Reservoir sampling is an interesting and elegant algorithm to deal with streaming data in online learning models, which is quite popular in products.

Suppose the data is generated in a sequential streaming manner, for example, a time series, and you can't fit all the data to the memory, nor do you know how much data will be generated in the future. You need to sample a subset with k samples to train a model, but you don't know which sample to select because many samples haven't been generated yet.

Reservoir sampling can deal with this problem that 1) all the samples are selected with equal probability and 2) if you stop the algorithm at any time, the samples are always selected with correct probability.

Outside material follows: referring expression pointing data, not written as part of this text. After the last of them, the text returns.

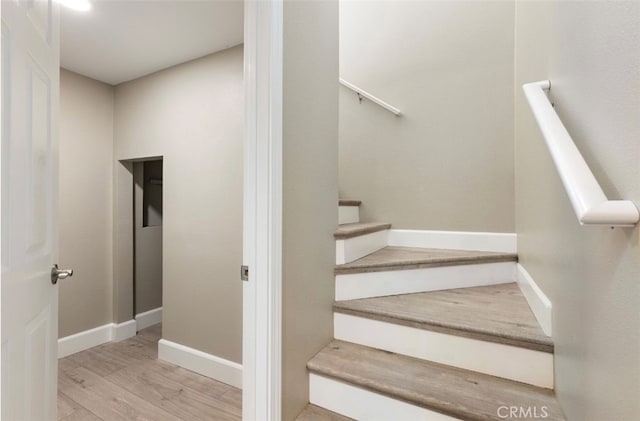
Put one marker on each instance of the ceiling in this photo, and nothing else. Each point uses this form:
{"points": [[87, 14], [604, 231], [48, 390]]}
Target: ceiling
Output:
{"points": [[121, 40]]}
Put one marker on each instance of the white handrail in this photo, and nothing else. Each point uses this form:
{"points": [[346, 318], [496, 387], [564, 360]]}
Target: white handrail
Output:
{"points": [[370, 97], [589, 202]]}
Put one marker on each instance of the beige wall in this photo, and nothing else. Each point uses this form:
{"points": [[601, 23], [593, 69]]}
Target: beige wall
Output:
{"points": [[85, 205], [447, 163], [310, 213], [147, 241], [191, 115], [591, 53]]}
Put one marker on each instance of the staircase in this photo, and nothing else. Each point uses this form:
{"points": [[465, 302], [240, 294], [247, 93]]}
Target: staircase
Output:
{"points": [[428, 334]]}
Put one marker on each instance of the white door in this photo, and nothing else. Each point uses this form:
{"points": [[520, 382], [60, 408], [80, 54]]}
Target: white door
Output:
{"points": [[30, 84]]}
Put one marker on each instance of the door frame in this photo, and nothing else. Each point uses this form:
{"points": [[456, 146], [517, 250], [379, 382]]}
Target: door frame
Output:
{"points": [[262, 210]]}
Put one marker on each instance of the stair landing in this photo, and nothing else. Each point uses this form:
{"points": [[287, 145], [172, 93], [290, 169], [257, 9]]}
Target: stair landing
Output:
{"points": [[403, 258], [495, 313], [455, 392]]}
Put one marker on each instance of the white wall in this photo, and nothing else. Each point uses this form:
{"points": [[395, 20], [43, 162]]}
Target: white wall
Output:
{"points": [[191, 115], [447, 163], [85, 203], [591, 53], [310, 190]]}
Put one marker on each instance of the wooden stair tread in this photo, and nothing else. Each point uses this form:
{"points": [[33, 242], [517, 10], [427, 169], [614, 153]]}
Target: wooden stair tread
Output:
{"points": [[455, 392], [495, 313], [403, 258], [347, 202], [316, 413], [357, 229]]}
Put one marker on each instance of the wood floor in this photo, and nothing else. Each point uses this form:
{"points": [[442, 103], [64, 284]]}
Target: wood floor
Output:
{"points": [[125, 381]]}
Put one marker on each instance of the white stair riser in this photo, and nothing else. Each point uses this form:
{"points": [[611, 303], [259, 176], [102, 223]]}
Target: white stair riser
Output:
{"points": [[354, 248], [509, 362], [380, 284], [361, 404], [348, 214]]}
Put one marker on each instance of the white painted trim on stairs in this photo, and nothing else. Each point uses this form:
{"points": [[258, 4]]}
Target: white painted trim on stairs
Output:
{"points": [[82, 341], [348, 214], [217, 368], [124, 330], [380, 284], [148, 318], [540, 305], [500, 360], [351, 249], [361, 404], [454, 240]]}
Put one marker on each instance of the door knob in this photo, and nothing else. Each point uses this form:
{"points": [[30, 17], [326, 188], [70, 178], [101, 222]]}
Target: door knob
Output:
{"points": [[59, 274]]}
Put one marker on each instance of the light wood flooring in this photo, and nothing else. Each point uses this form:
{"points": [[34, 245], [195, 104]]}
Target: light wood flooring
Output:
{"points": [[125, 381]]}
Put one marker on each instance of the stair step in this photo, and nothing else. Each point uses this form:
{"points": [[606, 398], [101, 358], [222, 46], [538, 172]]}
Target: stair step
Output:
{"points": [[315, 413], [346, 202], [403, 258], [347, 231], [495, 313], [447, 390]]}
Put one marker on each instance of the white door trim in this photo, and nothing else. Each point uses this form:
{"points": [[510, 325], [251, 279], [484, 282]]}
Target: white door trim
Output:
{"points": [[262, 210]]}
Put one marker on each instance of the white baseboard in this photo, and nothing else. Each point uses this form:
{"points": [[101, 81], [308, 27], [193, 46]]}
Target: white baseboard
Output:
{"points": [[500, 360], [148, 318], [84, 340], [348, 214], [97, 336], [380, 284], [217, 368], [454, 240], [122, 331], [538, 301], [351, 249], [361, 404]]}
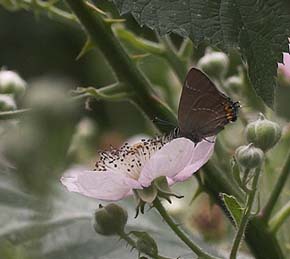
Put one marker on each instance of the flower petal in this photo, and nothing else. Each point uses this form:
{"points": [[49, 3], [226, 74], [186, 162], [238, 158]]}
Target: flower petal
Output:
{"points": [[201, 154], [106, 185], [171, 159]]}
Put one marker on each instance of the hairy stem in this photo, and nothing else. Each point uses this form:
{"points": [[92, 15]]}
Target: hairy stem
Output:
{"points": [[280, 218], [126, 71], [246, 215], [266, 212], [196, 249]]}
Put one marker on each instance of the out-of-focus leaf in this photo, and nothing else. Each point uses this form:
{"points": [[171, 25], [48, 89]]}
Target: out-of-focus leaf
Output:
{"points": [[233, 207], [248, 25]]}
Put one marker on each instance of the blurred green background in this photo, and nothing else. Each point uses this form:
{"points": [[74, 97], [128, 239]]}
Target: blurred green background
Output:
{"points": [[44, 53]]}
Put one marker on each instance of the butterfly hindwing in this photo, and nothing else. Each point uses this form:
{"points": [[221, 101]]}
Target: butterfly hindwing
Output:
{"points": [[203, 108]]}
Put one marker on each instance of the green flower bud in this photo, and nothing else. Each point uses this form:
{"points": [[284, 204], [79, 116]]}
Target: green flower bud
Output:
{"points": [[263, 133], [11, 83], [110, 220], [145, 243], [234, 83], [213, 63], [7, 103], [249, 156]]}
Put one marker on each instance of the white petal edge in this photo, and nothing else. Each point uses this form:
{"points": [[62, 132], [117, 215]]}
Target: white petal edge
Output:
{"points": [[171, 159], [202, 153], [109, 186]]}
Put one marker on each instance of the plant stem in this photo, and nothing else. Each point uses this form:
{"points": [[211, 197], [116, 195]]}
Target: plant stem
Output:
{"points": [[266, 212], [52, 11], [197, 250], [279, 218], [246, 216], [132, 243], [102, 36], [170, 54]]}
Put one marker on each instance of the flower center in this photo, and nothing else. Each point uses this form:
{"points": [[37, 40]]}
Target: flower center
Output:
{"points": [[130, 159]]}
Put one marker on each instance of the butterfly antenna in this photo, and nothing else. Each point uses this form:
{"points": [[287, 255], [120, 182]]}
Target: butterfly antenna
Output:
{"points": [[162, 122]]}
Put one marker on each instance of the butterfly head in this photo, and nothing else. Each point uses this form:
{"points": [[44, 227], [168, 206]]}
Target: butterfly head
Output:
{"points": [[232, 109]]}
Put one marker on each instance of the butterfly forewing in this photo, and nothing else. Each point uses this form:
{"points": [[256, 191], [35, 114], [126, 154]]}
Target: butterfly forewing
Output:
{"points": [[201, 110]]}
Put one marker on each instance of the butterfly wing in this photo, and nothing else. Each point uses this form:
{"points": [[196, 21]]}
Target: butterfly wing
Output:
{"points": [[201, 110]]}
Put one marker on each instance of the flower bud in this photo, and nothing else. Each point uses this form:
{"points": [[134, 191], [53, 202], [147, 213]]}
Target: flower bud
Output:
{"points": [[234, 84], [249, 156], [214, 63], [7, 103], [11, 83], [110, 220], [145, 243], [263, 133]]}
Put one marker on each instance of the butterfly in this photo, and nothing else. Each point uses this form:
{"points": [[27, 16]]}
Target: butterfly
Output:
{"points": [[203, 110]]}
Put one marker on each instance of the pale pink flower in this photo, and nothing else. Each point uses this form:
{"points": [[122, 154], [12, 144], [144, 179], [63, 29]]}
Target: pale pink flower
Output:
{"points": [[119, 171], [285, 67]]}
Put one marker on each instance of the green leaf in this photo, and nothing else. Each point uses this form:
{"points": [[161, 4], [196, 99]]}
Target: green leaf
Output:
{"points": [[233, 207], [259, 29]]}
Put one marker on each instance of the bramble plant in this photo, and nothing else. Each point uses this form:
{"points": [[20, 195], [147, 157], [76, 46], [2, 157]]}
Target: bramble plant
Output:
{"points": [[236, 204]]}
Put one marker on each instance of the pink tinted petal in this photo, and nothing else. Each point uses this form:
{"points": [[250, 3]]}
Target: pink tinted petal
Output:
{"points": [[107, 185], [202, 153], [168, 161]]}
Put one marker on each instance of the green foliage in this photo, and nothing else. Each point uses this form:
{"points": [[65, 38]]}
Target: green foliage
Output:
{"points": [[233, 207], [258, 28], [63, 228]]}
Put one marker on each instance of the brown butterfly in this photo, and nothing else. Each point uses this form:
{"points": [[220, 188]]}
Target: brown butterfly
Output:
{"points": [[203, 110]]}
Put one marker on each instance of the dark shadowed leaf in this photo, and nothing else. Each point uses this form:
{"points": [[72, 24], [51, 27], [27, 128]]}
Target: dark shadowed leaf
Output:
{"points": [[260, 29]]}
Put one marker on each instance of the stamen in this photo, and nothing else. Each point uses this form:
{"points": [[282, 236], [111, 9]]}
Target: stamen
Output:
{"points": [[131, 159]]}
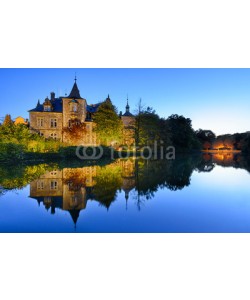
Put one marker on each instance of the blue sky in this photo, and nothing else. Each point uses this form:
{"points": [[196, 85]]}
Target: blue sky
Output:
{"points": [[216, 99]]}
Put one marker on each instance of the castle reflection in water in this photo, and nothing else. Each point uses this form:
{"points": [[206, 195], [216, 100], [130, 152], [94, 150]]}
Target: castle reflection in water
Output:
{"points": [[70, 189]]}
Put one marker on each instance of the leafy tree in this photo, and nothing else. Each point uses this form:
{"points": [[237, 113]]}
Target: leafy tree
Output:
{"points": [[108, 124], [206, 137], [147, 127], [183, 136]]}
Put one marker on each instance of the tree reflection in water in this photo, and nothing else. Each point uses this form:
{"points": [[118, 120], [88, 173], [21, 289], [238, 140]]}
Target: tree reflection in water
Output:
{"points": [[70, 189]]}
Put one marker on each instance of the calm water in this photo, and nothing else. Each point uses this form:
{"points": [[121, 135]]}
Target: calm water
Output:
{"points": [[191, 194]]}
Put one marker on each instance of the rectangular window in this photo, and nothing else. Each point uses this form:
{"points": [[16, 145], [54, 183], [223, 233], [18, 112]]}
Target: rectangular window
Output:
{"points": [[40, 122], [40, 185], [53, 136], [53, 123], [53, 185]]}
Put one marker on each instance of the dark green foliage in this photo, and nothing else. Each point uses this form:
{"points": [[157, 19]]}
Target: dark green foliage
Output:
{"points": [[183, 137], [108, 124], [147, 128], [11, 152], [206, 138]]}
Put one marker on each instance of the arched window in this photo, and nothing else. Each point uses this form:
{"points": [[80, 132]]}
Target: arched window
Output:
{"points": [[73, 106]]}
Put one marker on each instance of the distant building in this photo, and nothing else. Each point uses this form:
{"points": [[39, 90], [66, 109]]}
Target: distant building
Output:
{"points": [[56, 116], [21, 120], [128, 121]]}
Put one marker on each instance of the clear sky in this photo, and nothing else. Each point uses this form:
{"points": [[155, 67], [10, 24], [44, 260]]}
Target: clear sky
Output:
{"points": [[216, 99]]}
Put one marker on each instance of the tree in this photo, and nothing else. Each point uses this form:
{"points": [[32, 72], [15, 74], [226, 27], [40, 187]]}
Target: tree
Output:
{"points": [[108, 124], [147, 127], [183, 136], [206, 137]]}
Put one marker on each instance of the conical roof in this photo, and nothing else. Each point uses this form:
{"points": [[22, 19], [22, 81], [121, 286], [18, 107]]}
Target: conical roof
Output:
{"points": [[75, 93]]}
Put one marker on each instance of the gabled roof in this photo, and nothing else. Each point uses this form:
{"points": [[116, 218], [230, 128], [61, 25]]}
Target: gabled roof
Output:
{"points": [[75, 93], [128, 114], [93, 108], [56, 106]]}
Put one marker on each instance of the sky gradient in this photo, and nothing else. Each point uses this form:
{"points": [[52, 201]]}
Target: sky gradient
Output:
{"points": [[216, 99]]}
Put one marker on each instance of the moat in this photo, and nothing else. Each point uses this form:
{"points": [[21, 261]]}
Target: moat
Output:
{"points": [[199, 193]]}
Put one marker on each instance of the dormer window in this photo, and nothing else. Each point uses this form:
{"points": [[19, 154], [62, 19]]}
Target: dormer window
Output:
{"points": [[47, 106], [73, 106]]}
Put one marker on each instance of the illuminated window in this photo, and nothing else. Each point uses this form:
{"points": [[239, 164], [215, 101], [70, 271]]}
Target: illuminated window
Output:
{"points": [[40, 122], [53, 185], [40, 185], [53, 136], [47, 108], [53, 123]]}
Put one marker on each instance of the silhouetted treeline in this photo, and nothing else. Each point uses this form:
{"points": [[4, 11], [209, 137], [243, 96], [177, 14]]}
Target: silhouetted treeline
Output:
{"points": [[237, 141], [174, 131]]}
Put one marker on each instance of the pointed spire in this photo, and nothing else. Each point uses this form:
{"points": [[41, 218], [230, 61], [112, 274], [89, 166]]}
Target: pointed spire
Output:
{"points": [[75, 93], [127, 106]]}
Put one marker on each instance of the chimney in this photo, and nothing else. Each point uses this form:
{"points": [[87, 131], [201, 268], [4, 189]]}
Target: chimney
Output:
{"points": [[52, 96]]}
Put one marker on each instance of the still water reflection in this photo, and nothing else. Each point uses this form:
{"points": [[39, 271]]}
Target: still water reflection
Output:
{"points": [[190, 194]]}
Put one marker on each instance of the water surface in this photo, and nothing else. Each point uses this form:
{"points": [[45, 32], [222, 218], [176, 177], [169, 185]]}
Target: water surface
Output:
{"points": [[190, 194]]}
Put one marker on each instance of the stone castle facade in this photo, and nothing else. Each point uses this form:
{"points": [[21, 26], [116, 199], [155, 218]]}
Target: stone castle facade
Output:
{"points": [[55, 116]]}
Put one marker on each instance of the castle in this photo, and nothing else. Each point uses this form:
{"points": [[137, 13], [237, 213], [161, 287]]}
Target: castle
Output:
{"points": [[70, 189], [55, 115]]}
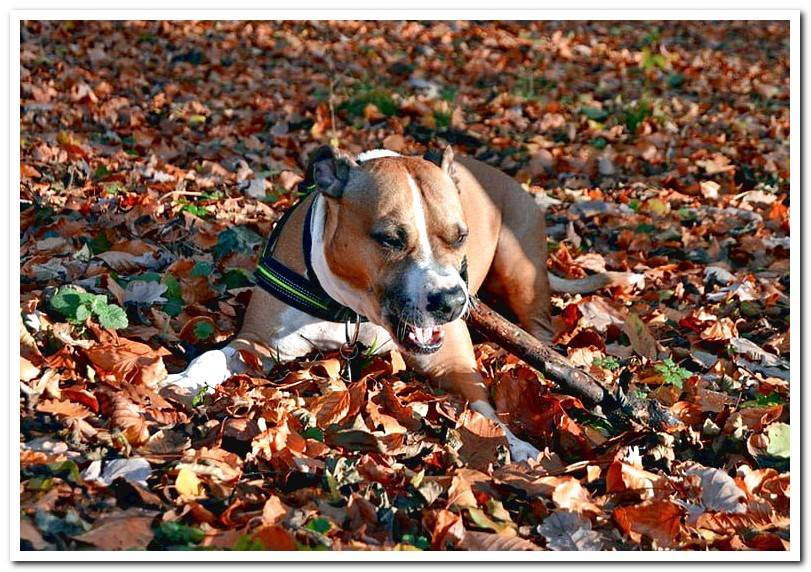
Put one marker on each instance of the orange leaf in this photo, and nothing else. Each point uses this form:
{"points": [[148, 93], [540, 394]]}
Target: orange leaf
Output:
{"points": [[659, 520]]}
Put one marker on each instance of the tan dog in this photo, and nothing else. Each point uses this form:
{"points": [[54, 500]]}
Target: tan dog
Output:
{"points": [[390, 235]]}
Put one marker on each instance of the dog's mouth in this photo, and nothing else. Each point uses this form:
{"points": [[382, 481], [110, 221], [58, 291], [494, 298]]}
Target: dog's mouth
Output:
{"points": [[421, 340]]}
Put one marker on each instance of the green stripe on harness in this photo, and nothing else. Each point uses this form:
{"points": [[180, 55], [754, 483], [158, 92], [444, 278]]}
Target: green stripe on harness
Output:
{"points": [[290, 289]]}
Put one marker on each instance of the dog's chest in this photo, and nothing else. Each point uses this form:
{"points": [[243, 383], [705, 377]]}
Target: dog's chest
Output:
{"points": [[301, 334]]}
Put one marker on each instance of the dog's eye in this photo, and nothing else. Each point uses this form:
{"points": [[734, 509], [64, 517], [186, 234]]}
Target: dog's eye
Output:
{"points": [[460, 239], [390, 241]]}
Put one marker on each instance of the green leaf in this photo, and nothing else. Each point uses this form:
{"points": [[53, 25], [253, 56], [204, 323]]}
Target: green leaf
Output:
{"points": [[672, 373], [247, 543], [202, 269], [200, 396], [66, 469], [594, 113], [779, 435], [236, 239], [321, 525], [174, 533], [236, 278], [607, 362], [98, 304], [100, 243], [313, 433], [68, 299], [82, 314], [203, 330], [113, 317]]}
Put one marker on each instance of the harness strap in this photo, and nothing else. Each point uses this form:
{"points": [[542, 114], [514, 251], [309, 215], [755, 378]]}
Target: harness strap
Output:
{"points": [[304, 293]]}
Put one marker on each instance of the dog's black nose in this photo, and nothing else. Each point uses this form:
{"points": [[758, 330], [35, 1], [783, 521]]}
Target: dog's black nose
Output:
{"points": [[446, 305]]}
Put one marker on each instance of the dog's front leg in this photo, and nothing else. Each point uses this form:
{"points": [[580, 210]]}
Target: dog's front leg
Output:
{"points": [[454, 369]]}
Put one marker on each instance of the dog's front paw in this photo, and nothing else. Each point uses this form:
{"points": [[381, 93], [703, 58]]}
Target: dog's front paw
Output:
{"points": [[207, 370], [626, 280], [521, 451]]}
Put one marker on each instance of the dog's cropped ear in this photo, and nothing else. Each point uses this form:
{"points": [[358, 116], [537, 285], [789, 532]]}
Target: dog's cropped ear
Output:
{"points": [[328, 171], [447, 162]]}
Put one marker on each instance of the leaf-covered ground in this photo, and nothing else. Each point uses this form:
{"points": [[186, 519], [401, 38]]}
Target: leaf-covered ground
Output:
{"points": [[155, 157]]}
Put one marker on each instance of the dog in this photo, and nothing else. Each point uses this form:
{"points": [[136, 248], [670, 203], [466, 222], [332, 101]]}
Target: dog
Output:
{"points": [[403, 242]]}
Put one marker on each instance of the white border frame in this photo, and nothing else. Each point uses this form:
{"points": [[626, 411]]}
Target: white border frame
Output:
{"points": [[793, 16]]}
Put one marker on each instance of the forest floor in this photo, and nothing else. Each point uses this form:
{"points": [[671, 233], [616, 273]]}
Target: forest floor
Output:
{"points": [[155, 158]]}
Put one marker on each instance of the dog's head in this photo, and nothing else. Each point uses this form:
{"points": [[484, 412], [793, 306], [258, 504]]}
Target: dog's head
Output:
{"points": [[395, 235]]}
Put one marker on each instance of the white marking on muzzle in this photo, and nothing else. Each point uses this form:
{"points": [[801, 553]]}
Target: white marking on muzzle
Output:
{"points": [[426, 276], [426, 256]]}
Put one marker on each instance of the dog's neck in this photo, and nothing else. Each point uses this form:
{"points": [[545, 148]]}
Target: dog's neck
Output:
{"points": [[332, 285]]}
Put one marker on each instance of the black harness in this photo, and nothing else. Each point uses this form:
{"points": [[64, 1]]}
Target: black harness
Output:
{"points": [[305, 293]]}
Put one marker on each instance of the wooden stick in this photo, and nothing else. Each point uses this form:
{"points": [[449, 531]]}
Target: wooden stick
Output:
{"points": [[540, 356]]}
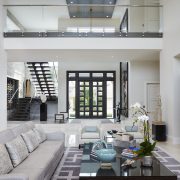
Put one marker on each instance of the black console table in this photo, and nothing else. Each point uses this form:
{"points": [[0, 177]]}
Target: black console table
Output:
{"points": [[158, 131]]}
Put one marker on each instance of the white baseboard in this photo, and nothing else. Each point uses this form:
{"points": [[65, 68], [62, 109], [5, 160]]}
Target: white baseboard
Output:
{"points": [[176, 140]]}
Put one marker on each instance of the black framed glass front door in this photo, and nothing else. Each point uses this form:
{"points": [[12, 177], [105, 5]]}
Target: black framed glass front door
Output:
{"points": [[91, 94], [90, 99]]}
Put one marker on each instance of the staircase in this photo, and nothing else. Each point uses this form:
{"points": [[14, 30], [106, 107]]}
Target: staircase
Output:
{"points": [[42, 78], [22, 111]]}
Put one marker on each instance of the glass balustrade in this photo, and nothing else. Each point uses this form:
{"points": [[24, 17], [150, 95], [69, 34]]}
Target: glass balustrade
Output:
{"points": [[78, 18]]}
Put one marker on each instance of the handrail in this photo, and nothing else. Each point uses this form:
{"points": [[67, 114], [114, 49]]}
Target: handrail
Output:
{"points": [[10, 101]]}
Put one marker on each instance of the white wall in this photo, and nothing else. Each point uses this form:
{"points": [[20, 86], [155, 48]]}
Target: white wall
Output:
{"points": [[170, 69], [3, 74], [142, 72], [82, 43]]}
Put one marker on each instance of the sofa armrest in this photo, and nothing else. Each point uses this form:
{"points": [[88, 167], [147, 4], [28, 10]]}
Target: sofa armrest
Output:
{"points": [[56, 136], [14, 177]]}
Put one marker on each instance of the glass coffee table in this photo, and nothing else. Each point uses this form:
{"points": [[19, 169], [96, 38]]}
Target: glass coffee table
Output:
{"points": [[90, 169]]}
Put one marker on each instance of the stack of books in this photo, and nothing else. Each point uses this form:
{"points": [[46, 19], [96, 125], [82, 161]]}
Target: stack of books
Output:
{"points": [[128, 153]]}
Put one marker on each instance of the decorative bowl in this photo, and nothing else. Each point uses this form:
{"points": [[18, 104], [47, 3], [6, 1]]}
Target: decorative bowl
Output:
{"points": [[106, 155]]}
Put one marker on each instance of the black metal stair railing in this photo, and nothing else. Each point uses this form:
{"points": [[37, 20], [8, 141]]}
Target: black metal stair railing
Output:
{"points": [[42, 78]]}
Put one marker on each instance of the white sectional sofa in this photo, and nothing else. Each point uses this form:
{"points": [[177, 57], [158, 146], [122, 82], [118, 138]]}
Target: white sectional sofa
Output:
{"points": [[42, 162]]}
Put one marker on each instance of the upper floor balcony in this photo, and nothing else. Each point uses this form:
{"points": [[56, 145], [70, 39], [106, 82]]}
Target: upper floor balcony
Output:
{"points": [[85, 18]]}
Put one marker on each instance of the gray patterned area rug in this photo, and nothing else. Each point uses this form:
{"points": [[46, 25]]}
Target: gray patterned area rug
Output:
{"points": [[69, 166]]}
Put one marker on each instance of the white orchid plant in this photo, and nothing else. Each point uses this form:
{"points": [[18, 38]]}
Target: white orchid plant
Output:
{"points": [[139, 114]]}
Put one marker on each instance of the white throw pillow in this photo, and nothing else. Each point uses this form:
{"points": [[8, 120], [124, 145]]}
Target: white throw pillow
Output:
{"points": [[31, 140], [5, 161], [40, 134], [17, 150]]}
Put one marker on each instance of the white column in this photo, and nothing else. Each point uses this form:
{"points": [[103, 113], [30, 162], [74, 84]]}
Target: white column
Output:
{"points": [[3, 74], [170, 69]]}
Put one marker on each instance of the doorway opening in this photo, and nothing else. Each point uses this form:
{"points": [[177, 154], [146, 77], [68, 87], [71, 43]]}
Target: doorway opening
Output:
{"points": [[91, 94]]}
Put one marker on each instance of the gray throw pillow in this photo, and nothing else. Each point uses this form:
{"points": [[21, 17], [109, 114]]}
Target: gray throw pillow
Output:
{"points": [[40, 133], [31, 140], [5, 161], [17, 150], [131, 128], [90, 128]]}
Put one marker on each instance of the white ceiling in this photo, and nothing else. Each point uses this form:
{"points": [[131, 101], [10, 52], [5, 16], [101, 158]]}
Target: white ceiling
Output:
{"points": [[82, 55]]}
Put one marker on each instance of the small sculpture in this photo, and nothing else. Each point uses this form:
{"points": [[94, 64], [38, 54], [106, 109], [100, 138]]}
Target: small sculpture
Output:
{"points": [[43, 97]]}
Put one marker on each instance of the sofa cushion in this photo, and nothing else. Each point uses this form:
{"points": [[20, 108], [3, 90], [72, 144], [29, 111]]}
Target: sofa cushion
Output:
{"points": [[31, 140], [23, 128], [90, 135], [40, 160], [6, 136], [17, 150], [41, 133], [5, 161], [51, 146]]}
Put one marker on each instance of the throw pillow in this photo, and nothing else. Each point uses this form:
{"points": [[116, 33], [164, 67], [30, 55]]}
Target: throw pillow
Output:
{"points": [[31, 140], [90, 129], [131, 128], [41, 133], [17, 150], [5, 161]]}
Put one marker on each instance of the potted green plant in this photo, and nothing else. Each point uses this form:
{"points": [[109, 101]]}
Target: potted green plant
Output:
{"points": [[139, 114]]}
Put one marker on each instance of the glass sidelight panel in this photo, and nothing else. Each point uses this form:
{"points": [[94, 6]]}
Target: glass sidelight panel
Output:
{"points": [[110, 85], [72, 89]]}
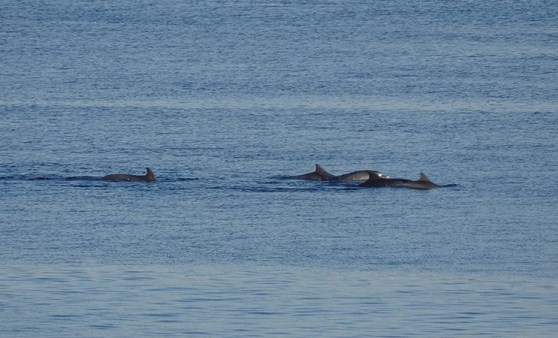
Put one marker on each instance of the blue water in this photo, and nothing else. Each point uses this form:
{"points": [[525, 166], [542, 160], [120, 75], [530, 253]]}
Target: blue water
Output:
{"points": [[224, 101]]}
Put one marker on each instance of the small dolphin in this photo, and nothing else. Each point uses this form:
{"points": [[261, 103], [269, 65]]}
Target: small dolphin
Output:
{"points": [[361, 175], [378, 181], [320, 174], [148, 177]]}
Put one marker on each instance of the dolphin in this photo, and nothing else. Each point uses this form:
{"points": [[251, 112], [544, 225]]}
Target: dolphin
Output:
{"points": [[378, 181], [361, 175], [148, 177], [319, 174]]}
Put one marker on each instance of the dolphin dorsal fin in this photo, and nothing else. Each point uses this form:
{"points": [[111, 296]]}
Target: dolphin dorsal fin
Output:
{"points": [[322, 172], [424, 178], [320, 169]]}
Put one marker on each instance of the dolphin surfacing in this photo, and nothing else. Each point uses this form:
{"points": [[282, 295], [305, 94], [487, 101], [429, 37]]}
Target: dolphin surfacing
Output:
{"points": [[319, 174], [378, 181], [148, 177]]}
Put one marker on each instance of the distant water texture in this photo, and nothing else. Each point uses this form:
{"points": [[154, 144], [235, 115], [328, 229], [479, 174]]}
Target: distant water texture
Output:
{"points": [[227, 100]]}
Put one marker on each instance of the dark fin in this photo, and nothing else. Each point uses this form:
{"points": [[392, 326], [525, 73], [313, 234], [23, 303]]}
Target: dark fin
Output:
{"points": [[323, 173], [424, 178]]}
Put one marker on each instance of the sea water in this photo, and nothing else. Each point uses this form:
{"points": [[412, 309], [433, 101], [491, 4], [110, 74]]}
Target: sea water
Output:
{"points": [[224, 101]]}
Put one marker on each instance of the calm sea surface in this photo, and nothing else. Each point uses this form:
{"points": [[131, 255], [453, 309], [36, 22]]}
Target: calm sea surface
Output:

The algorithm contains 3 steps:

Put the first k samples in a reservoir, which could be an array or a list
When the nth sample is generated, randomly select a number m within the range of 1 to n. If the selected number m is within the range of 1 to k, replace the mth sample in the reservoir with the nth generated sample, otherwise do nothing.
Repeat 2 until the stop of the algorithm.

We can easily prove that for each newly generated sample, the probability of being selected to the reservoir is k/n. We can also prove that for each sample that is already in the reservoir, the probability of not being replaced is also k/n. Thus when the algorithm stops, all the samples in the reservoir are selected with correct probability.